Vor Jahren noch hatte ich die Vorstellung, dass Europa auf dem Weg sei sich zu einem funktionierenden Gemeinwesen, einem föderalen Staat, zu entwickeln. Dazu gehört eine demokratisch gewählte Regierung, die Europa – also die EU-Staaten – nach außen vertritt. Ganz sicher gehört nicht dazu, dass jedes Mitgliedsland sein eigenes Süppchen kocht. Vorschriften, Gesetze und soziale Regelungen müssen in allen Ländern gelten. Ausschlagend in allen Belangen ist das frei und demokratisch gewählte Europa-Parlament. Nach dem Vorbild Deutschlands sollte ein Gegengewicht etabliert werden, in dem die Länder vertreten sind und ihre Ländersachen regeln. Das wäre dann der Europarat.
Ja, der Weg zum Nation Building ist beschwerlich, aber Europa muss aus diesem jetzigen Klein-Klein herauskommen, wenn es eine Zukunft haben und in der Welt mit seinen fast 500 Mio. Einwohnern ein Wort mitreden will. Der Muff unter den Taleren muss nochmal abgeschnitten werden und alte Prozeduren müssen über Bord geworfen werden.
Einige Einzelpunkte;
Eine europäische, moderne Armee zu der jedes Mitgliedsland im Verhältnis zu seinem Bevölkerungsanteil Soldaten und Ausrüstung stellt.
Ein europäischer Grenzschutz/Zoll zu dem auch eine gemeinsame Küstenwache zählt, erweitert um ein humanitäres Geschwader für den weltweiten Katastrophenschutz und -Einsatz.
Die Justiz muss europaweit durchsetzungsfähig sein (Legislative) ebenso wie die Polizei (Exekutive).
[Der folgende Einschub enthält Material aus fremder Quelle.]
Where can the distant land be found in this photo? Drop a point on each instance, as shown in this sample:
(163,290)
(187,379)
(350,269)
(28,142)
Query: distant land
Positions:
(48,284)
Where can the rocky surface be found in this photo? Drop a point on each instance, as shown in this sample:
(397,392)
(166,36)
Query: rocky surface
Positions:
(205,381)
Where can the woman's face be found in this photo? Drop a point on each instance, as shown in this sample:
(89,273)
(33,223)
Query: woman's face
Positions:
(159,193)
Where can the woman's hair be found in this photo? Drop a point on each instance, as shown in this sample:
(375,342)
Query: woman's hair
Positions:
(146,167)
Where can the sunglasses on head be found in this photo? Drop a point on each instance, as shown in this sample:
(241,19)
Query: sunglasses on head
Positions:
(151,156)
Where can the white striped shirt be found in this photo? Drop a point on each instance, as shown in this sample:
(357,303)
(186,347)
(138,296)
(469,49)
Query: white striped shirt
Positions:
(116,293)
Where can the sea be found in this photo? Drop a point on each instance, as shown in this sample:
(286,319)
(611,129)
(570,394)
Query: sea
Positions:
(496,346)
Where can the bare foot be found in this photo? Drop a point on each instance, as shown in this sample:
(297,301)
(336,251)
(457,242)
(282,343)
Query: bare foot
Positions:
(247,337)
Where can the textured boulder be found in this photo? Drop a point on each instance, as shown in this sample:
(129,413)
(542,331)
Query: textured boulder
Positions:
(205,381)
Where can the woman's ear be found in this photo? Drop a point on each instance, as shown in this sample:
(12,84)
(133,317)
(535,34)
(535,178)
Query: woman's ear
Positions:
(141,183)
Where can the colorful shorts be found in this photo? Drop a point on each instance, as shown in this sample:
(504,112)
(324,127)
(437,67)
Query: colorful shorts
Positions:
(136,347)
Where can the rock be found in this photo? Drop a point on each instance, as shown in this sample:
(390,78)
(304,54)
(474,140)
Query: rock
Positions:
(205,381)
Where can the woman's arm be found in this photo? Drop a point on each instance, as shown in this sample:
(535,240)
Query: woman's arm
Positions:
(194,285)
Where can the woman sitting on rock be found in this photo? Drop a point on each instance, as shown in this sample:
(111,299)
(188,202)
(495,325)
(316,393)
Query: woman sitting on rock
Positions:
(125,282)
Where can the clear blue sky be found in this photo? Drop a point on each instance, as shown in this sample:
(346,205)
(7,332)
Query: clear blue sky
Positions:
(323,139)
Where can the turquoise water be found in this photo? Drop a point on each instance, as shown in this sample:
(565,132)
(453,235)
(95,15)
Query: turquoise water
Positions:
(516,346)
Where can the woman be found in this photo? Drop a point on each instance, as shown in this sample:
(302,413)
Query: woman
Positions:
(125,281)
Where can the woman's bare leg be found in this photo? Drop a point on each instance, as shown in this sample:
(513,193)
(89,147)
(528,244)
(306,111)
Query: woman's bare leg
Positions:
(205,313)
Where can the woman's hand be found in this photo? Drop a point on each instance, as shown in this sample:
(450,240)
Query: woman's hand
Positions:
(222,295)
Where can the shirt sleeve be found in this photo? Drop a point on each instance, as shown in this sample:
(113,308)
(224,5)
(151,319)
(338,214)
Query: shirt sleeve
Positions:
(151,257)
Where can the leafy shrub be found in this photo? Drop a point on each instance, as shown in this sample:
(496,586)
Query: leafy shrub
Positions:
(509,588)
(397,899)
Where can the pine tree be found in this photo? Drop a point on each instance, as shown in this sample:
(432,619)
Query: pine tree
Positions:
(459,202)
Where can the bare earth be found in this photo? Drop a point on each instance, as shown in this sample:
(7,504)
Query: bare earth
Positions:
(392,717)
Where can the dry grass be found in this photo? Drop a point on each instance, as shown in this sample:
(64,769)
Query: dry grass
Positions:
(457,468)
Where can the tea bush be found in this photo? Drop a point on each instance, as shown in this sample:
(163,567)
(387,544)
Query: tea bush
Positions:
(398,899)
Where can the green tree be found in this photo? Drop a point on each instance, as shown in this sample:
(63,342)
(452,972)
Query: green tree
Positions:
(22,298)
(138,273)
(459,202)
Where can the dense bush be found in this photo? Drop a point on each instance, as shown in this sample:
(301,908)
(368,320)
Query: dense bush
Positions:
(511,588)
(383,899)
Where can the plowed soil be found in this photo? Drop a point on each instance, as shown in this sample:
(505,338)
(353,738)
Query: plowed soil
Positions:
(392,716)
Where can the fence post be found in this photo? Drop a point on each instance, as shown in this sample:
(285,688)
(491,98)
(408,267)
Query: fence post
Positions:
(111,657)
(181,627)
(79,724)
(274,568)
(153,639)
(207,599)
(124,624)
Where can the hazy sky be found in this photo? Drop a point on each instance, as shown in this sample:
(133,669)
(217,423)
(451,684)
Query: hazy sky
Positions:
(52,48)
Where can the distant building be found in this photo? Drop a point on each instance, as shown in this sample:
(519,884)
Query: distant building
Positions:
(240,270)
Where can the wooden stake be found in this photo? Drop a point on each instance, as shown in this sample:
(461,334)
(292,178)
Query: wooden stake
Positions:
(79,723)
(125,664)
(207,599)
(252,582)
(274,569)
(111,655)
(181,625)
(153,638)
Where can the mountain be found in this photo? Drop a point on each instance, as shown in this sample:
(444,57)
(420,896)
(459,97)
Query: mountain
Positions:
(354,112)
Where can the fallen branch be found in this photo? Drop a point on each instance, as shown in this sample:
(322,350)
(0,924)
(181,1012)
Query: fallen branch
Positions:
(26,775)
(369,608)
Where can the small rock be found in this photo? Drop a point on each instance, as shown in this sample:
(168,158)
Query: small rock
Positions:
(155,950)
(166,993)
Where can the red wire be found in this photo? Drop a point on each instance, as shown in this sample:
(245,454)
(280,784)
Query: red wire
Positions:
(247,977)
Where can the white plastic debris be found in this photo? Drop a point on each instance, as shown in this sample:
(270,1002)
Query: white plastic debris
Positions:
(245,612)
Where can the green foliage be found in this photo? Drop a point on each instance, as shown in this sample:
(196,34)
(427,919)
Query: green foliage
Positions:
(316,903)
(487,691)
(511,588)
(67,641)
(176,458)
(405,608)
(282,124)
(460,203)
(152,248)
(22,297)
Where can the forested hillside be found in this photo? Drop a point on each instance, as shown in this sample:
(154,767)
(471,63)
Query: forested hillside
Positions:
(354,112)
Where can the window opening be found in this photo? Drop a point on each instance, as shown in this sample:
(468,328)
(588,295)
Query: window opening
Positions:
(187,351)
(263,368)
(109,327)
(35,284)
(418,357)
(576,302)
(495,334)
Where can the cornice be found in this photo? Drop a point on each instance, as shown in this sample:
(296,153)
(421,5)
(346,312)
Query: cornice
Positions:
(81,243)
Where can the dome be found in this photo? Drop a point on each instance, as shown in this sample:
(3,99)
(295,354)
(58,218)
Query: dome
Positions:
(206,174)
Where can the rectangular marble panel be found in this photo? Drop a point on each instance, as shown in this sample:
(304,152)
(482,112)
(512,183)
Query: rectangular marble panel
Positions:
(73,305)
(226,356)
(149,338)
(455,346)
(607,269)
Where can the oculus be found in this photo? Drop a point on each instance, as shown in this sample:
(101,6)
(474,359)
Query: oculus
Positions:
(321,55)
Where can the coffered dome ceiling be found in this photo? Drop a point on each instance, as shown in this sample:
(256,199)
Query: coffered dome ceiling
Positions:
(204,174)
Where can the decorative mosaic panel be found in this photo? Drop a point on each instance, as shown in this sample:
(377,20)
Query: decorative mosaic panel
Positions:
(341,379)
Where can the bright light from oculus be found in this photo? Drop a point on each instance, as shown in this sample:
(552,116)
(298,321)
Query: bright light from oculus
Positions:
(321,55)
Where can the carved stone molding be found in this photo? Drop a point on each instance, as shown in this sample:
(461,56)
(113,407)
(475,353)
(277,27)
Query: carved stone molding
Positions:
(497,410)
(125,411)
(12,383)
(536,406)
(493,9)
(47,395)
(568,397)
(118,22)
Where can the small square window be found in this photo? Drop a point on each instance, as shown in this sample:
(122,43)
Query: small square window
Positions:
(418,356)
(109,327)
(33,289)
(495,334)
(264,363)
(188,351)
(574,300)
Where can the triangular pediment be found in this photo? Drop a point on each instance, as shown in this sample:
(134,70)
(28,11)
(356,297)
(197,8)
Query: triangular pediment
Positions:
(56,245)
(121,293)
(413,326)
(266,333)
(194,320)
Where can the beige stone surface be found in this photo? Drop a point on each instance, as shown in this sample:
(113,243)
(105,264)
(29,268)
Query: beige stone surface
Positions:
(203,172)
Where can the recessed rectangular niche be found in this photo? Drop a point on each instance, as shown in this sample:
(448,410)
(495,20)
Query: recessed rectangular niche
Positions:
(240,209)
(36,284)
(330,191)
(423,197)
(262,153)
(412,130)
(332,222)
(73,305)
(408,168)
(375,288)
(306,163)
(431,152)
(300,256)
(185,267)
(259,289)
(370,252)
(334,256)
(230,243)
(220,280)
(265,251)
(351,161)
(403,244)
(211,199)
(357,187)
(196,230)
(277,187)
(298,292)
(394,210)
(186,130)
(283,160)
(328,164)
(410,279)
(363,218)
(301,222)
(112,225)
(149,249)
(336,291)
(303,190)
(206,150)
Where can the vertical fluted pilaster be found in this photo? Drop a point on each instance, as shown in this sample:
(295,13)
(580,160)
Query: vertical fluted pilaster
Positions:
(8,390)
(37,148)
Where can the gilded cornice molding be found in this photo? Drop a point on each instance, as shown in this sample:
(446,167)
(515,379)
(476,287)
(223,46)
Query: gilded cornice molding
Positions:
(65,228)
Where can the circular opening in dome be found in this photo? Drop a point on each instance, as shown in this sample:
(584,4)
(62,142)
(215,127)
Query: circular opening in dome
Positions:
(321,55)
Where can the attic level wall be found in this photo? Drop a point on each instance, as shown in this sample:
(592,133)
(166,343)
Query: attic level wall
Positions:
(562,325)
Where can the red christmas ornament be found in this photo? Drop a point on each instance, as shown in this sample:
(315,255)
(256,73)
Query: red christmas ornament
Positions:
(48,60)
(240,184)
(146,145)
Das heißt, dass auch soziale Gesetzgebung und die soziale Sicherung in allen Ländern gleich sein muss.
Alle Plattformen der sozialen Medien, die jetzt in den USA oder China beheimatet sind, muss es in ähnlicher und konkurrenzfähiger Form auch in Europa geben, z.B. ein europäisches Amazon, Facebook oder YouTube.
Es muss egal sein aus welchem Mitgliedsland der europäische Präsident oder Ministerpräsident kommt, alle sind ohnehin dem europäischen Grundgesetz, was eine gemeinsame Verfassung sein muss, verantwortlich.
Diese Aufzählung ließe sich beliebig fortsetzen. Erstaunlich nur, dass sich bei den deutschen Parteien kein Gedanke an solch ein „Nationbuilding“ finden lässt. Zu früh ist es dafür garantiert nicht, aber der Weg ist noch weit. Europa könnte sich ein Beispiel an den USA, an den USA vor Trump, ein Beispiel nehmen. Mehr Schwung, mehr Optimismus, mehr Unternehmergeist und mehr hiervon und mehr davon.